OS1.7 Plasmatic differential scanning fluorimetry profiles discriminate glioma patients from healthy controls

Abstract

Abstract BACKGROUND differential scanning fluorimetry (DSF) has been recently proposed to be used to perform high throughput biofluids profiling by following protein denaturation. Our objective was to discriminate patients with glioma from healthy controls using plasmatic DSF profiles. MATERIAL AND METHODS We included 78 glioma patients and 44 healthy controls. Plasmas were collected using EDTA tubes and analyzed in duplicate using nanoDSF Prometheus NT.Plex instrument (Nanotemper). The following DSF data were analyzed: protein fluorescence at 330 and 350 nm, first derivation of the ratio of fluorescence at 330 and 350 and the absorbance at 350 nm. Then we ran several machine learning algorithms to differentiate gliomas from healthy controls: Logistic Regression (LR), Support Vector Machine (SVM), Neural Networks (NN), Random Forest (RF) and Adaptive Boosting (AdaBoost). All these methods have been tested using a leave-one-out approach where each datum is used once as test while the other are used to train the automatic classifiers. RESULTS We included 78 patients with a median age of 57.8 years (range, 21.8 - 89.9). Thirteen patients (17%) presented with a 1p/19q codeleted IDH mutated oligodendroglioma, 12 patients (15%) with an IDH mutated astrocytoma and 53 patients (68%) with an IDH wild-type astrocytoma, including 26 patients with a recurrent grade IV IDH wild-type astrocytoma. DSF data were independent from classical prognostic factors or patient characteristics: age, Karnofsky Performans Status, IDH mutation status, 1p19q codeletion, grade, initial or recurrent setting, steroid doses, patient size and weight, tumor size and location.
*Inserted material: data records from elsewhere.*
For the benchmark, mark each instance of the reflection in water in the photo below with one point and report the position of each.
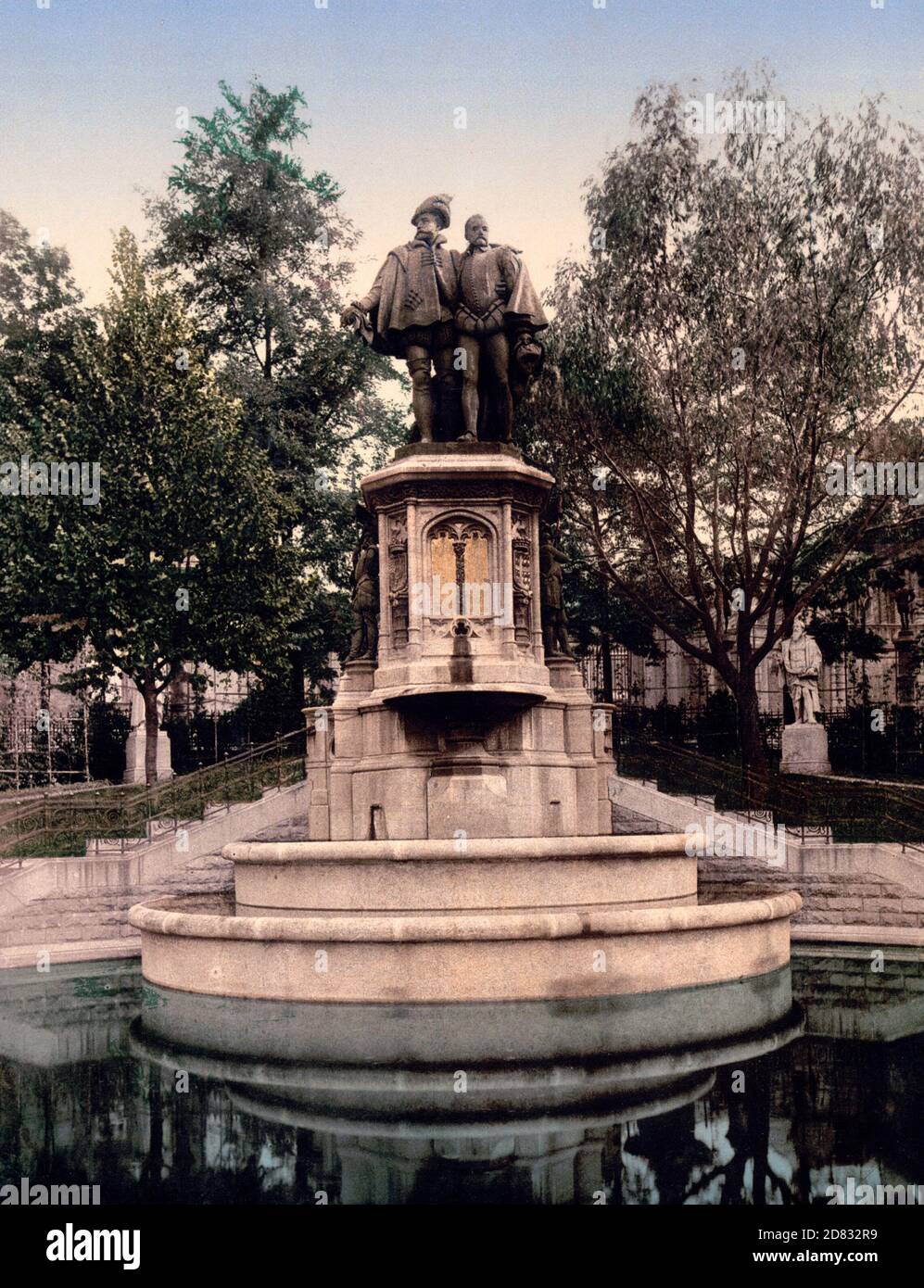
(706, 1096)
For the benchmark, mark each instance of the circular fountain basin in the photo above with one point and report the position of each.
(200, 947)
(524, 875)
(530, 1067)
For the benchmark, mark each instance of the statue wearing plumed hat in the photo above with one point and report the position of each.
(409, 313)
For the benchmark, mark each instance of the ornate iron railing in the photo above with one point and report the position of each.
(61, 823)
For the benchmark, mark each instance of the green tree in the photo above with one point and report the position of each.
(181, 557)
(260, 253)
(42, 320)
(758, 306)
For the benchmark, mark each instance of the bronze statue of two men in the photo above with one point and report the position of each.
(449, 313)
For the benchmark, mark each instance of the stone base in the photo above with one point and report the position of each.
(198, 947)
(804, 750)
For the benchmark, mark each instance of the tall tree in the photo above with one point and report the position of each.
(179, 558)
(259, 250)
(40, 322)
(759, 306)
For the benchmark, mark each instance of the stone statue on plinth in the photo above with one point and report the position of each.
(804, 743)
(408, 314)
(498, 317)
(802, 663)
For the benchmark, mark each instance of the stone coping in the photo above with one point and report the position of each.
(167, 915)
(475, 851)
(458, 448)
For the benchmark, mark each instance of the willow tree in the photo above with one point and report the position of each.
(749, 312)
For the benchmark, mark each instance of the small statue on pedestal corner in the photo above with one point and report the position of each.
(363, 644)
(554, 617)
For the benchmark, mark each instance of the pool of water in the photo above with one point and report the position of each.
(164, 1097)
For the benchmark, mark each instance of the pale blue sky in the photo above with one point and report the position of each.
(89, 90)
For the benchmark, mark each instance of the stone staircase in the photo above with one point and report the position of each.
(80, 925)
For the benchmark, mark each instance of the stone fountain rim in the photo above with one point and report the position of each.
(164, 915)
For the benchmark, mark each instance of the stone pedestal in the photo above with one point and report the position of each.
(134, 756)
(804, 750)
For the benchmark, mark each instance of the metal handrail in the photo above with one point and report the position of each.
(900, 808)
(131, 808)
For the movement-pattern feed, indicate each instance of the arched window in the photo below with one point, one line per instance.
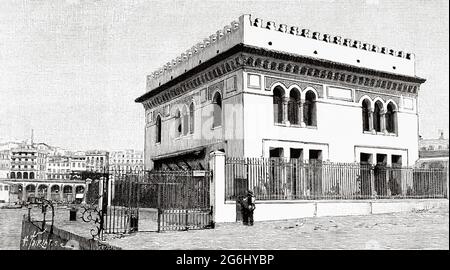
(185, 120)
(178, 124)
(217, 113)
(390, 118)
(365, 114)
(158, 129)
(309, 109)
(191, 118)
(377, 116)
(293, 107)
(278, 94)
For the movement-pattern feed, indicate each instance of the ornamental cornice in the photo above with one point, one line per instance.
(210, 74)
(299, 67)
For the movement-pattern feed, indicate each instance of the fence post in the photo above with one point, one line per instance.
(447, 178)
(220, 214)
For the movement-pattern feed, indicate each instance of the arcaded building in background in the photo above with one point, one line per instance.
(262, 89)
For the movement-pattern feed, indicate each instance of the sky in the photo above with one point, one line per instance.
(70, 70)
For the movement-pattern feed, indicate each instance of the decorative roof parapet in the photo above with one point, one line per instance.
(233, 34)
(197, 49)
(257, 22)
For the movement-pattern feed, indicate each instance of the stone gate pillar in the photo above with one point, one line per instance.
(222, 212)
(61, 192)
(49, 192)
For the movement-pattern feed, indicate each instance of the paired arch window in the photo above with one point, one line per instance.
(293, 107)
(377, 116)
(365, 115)
(191, 118)
(278, 94)
(185, 120)
(158, 129)
(296, 111)
(390, 118)
(178, 124)
(217, 111)
(378, 119)
(309, 109)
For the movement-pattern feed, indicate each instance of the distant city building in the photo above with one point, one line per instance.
(126, 160)
(5, 163)
(58, 167)
(77, 163)
(4, 192)
(28, 162)
(97, 160)
(434, 152)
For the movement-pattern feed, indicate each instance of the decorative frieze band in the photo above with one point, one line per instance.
(360, 93)
(270, 81)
The different datasets of the DFS output were tested independently and in combination as input of the machine learning algorithms. Results were obtained using the tuned best parameters on 157 data. The best obtained accuracy was 95.54% with 2% of fake positives and 5% of fake negatives (algorithm: SVM). Others achieved ≥ 90% of correct classification: LR accuracy was 89.17%, NN accuracy was 92.99%, RF accuracy was 91.72% and Adaboost accuracy was 92.36%. CONCLUSION DSF profiles analyzed by machine learning algorithms could allow us to identify glioma patients from healthy controls with an accuracy of more than 95%. These results suggest that DSF of biofluid could be a useful and non-invasive tool to monitor glioma patients. Further investigations, including longitudinal profile analyses are ongoing.